Spaccare pietre, costruire cattedrali. Un apologo e una canzone

A Charles Péguy in cammino verso Chartres (con Alain Fournier, il grande amico), ricordato ieri da Maurizio Crippa – “Ecco il luogo del mondo dove tutto diviene facile” – è attribuito anche il famoso apologo sui tre incontri. Nell’ora più calda, il pellegrino incontra ai bordi della strada un uomo che spacca le pietre. Stupito, gli chiede: “Ehi amico, che cosa fai?” Lui, scontroso: “Non vedi, straniero? Spacco pietre”. “Ma fa un gran caldo, è una vera sofferenza, perché lo fai?”. “Che altro posso fare? Devo pur mangiare”. E si rimette all’opera, con un’alzata di spalle. Un poco oltre il viandante si imbatte in un altro uomo, che anche lui spacca le pietre. “Ehi amico, che fai?” Lui alza la testa e risponde: “Non vedi, straniero? Spacco le pietre”. “Ma fa così caldo. E’ una sofferenza, dunque perché lo fai?”. “E’ vero, si soffre a fare questo lavoro, ma queste pietre mi permettono di mantenere la famiglia, ed è questo che conta, no?”. E si rimette al lavoro. Ancora un po’ oltre, e il viaggiatore incontra un terzo uomo che spacca le pietre. “Ehi amico, perché spacchi pietre con questo caldo?”. L’uomo tira su la testa, si sofferma per un momento, gli fa un cenno del capo e riprende il lavoro.
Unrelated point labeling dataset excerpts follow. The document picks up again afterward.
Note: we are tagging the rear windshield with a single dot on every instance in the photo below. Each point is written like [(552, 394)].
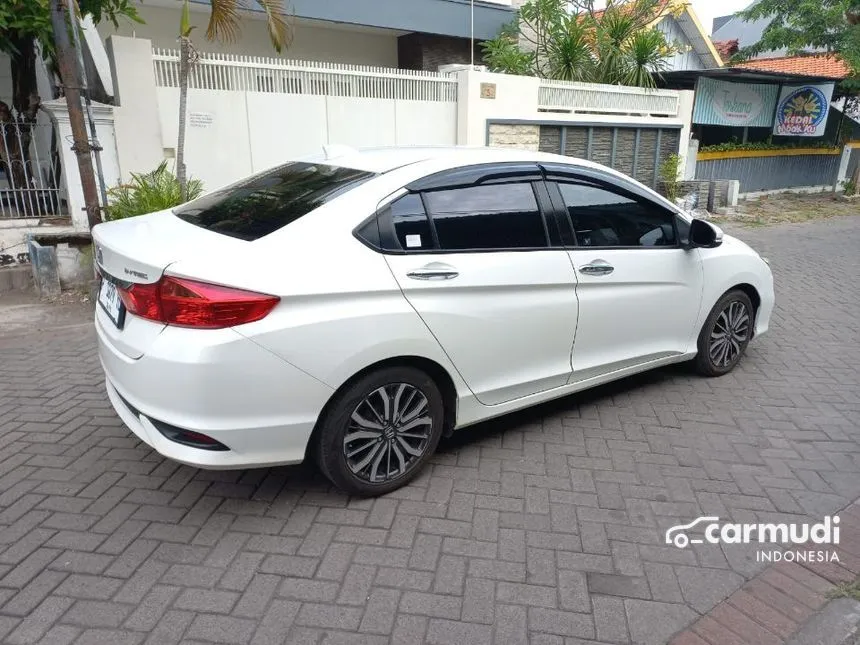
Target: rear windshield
[(269, 201)]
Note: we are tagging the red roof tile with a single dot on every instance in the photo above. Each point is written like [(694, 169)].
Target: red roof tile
[(727, 48), (810, 65)]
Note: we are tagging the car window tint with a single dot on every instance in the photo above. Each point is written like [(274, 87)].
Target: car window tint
[(271, 200), (411, 225), (601, 217), (501, 216)]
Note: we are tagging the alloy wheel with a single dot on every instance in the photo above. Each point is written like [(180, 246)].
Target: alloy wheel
[(730, 333), (389, 431)]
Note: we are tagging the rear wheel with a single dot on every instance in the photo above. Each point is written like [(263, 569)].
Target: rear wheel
[(725, 334), (380, 431)]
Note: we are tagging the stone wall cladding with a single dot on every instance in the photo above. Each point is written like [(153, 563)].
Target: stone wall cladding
[(524, 137), (428, 52)]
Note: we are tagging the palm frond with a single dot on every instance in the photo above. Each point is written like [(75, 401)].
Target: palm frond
[(224, 18), (280, 30)]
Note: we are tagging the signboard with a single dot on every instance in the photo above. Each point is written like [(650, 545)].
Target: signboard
[(802, 110), (200, 119), (746, 105)]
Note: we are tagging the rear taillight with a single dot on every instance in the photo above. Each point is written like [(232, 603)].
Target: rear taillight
[(189, 303)]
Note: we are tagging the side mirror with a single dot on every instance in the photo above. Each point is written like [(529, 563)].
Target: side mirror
[(704, 235)]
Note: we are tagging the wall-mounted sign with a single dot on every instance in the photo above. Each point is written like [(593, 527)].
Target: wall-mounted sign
[(748, 105), (802, 110), (200, 119)]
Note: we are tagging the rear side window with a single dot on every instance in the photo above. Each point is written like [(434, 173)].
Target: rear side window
[(411, 226), (500, 216), (602, 217), (269, 201)]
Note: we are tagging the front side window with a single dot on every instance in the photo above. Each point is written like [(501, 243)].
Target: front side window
[(602, 217), (271, 200), (499, 216)]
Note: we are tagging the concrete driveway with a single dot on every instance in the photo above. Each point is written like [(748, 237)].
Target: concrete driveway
[(544, 527)]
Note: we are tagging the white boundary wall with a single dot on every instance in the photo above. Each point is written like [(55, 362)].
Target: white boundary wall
[(246, 114)]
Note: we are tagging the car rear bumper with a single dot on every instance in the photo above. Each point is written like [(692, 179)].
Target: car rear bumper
[(218, 383)]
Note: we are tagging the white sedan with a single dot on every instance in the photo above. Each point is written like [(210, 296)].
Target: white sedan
[(357, 306)]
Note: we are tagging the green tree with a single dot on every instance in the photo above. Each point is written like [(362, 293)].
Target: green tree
[(25, 31), (617, 45), (803, 25), (800, 26), (223, 26)]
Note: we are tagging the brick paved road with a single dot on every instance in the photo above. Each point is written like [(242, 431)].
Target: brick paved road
[(546, 526)]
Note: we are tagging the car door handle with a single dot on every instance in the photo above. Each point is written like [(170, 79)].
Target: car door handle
[(597, 267), (435, 271)]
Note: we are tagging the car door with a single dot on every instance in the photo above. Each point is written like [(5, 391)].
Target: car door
[(639, 289), (475, 258)]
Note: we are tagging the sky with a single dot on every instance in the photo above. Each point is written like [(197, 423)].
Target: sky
[(707, 10)]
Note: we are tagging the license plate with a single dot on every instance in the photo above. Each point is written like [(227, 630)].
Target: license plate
[(111, 302)]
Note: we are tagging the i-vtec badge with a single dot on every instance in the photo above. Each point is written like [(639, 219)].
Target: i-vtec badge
[(136, 274)]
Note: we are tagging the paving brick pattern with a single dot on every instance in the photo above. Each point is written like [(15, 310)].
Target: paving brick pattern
[(545, 527)]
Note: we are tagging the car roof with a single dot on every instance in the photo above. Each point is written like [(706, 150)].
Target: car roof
[(386, 159)]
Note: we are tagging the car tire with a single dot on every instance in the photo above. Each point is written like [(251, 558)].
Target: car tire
[(725, 335), (381, 456)]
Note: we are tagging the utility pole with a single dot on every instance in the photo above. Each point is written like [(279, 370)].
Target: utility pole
[(67, 64)]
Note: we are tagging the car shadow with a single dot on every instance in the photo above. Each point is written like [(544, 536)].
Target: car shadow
[(305, 484)]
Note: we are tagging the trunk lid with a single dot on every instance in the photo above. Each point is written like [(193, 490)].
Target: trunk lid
[(138, 250)]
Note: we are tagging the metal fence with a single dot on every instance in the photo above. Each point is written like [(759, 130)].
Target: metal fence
[(634, 150), (30, 177), (853, 163), (568, 96), (773, 173), (231, 72)]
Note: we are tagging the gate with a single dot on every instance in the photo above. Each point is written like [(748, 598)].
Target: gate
[(30, 177)]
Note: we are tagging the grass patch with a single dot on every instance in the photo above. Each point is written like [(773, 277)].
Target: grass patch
[(792, 209), (846, 590)]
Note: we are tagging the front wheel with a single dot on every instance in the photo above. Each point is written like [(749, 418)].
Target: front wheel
[(725, 334), (379, 432)]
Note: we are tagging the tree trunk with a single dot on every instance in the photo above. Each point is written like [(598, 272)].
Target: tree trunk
[(184, 63), (67, 64), (23, 66)]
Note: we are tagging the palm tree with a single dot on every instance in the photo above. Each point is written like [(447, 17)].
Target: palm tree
[(224, 19), (617, 46)]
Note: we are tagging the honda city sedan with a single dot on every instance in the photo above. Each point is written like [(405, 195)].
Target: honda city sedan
[(357, 306)]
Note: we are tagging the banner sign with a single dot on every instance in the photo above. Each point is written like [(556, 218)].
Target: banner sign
[(734, 104), (802, 110)]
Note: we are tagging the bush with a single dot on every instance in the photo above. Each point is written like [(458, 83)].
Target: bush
[(148, 193), (765, 145), (670, 171)]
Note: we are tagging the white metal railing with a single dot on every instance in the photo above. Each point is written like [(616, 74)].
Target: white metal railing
[(255, 74), (606, 99)]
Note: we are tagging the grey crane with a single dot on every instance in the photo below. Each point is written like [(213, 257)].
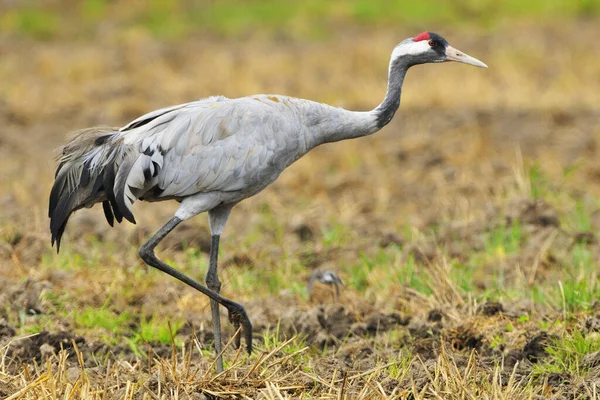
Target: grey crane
[(211, 154)]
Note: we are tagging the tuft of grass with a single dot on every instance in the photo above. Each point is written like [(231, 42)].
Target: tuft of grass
[(103, 318), (565, 355)]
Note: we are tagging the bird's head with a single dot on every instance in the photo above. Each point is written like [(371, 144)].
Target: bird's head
[(429, 47)]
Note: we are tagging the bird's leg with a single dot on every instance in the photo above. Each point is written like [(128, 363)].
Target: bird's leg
[(214, 284), (237, 314)]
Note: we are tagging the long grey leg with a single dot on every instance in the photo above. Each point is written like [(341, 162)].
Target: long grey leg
[(214, 284), (237, 314)]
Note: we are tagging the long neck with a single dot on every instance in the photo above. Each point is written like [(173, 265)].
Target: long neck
[(388, 107), (352, 124)]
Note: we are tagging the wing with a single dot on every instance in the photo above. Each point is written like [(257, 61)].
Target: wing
[(204, 146)]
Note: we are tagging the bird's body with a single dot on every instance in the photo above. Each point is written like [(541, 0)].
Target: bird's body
[(211, 154), (217, 149)]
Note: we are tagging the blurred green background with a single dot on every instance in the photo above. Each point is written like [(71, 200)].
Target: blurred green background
[(298, 19)]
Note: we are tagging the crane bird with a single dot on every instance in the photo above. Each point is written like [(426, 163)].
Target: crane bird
[(211, 154)]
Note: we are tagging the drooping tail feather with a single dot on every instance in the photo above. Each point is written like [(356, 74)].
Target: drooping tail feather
[(85, 175)]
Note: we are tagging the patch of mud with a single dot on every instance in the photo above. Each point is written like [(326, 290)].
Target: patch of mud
[(41, 345)]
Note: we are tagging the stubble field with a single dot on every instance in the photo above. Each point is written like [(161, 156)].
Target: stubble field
[(465, 232)]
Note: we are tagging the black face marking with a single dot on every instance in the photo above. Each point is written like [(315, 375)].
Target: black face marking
[(439, 44)]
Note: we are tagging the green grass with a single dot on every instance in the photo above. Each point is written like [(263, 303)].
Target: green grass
[(565, 354), (103, 318), (308, 19)]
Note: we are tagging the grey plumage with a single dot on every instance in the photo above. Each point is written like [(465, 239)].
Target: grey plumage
[(229, 147), (212, 153)]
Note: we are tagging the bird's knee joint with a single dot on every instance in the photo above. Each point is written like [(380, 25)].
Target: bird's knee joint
[(213, 282), (146, 254)]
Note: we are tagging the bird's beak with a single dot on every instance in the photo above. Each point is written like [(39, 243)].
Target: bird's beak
[(456, 55)]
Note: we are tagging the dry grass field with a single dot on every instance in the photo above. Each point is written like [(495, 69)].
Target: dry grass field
[(465, 232)]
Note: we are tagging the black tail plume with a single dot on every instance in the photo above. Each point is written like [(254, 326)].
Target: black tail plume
[(86, 166)]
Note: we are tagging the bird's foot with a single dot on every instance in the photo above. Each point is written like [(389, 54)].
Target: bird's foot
[(238, 317)]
Il viandante ripete più forte: “Ehi amico, rispondi: perché spacchi pietre con questo caldo?”. “Scusami, straniero, credevo di non aver sentito bene. Io non spacco pietre: io costruisco cattedrali!” E si rimette all’opera.

 

Bell’apologo. Truffaldino, può insinuare qualcuno: un modo di sublimare una fatica bestiale. Non direi. La domanda di Brecht sulle piramidi d’Egitto, chi le costruì, vale meglio per le cattedrali e le generazioni di manovali, carpentieri maestri d’ascia e di pialla, edili, vetrai, falegnami, scultori e scalpellini che le costruirono. Da liceale lessi uno svelto libro di Jean Gimpel, Les batisseurs de cathédrales, non me lo ricordo più se non perché mostrava una convivenza e una continuità fra romanico e gotico. Io avevo capito, come si impara, che il romanico tenesse i piedi per terra e il gotico desse l’assalto al cielo, e che fossero due modi così alternativi da esigere che si scegliesse per l’uno o per l’altro, come, alla stessa età, fra Tolstoj e Dostoevskij. Mi sentii autorizzato per quella volta a non schierarmi.

 

  

Di Notre-Dame amo specialmente il retro, l’esterno dell’abside con l’avventura dei contrafforti e degli archi rampanti, che mi sembrano avere un’aria marinara, e lunedì notte ho temuto soprattutto per il loro naufragio. Léo Ferré cantava l’Ile Saint-Louis stufa di starsene accanto alla Cité, e benché “quando si è isola si resta tranquilli nel cuore della città”, un giorno mollò gli ormeggi e navigò di qua e di là. Ma “L’île Saint-Louis a de la peine / Du pôle Sud au pôle Nord / L’océan ne vaut pas la Seine / Le large ne vaut pas le port / Si l’on a trop de vague à l’âme / Mourir un peu n’est pas partir / Quand on est île à Notre Dame / On prend le temps de réfléchir / Quand on est île / On reste tranquille / Au coeur de la ville / Moi je vous le dis / Pour les îles sages / Point de grands voyages / Les livres d’images / Se font à Paris”. L’oceano non vale la Senna. E’ restata là, l’isola e la cattedrale.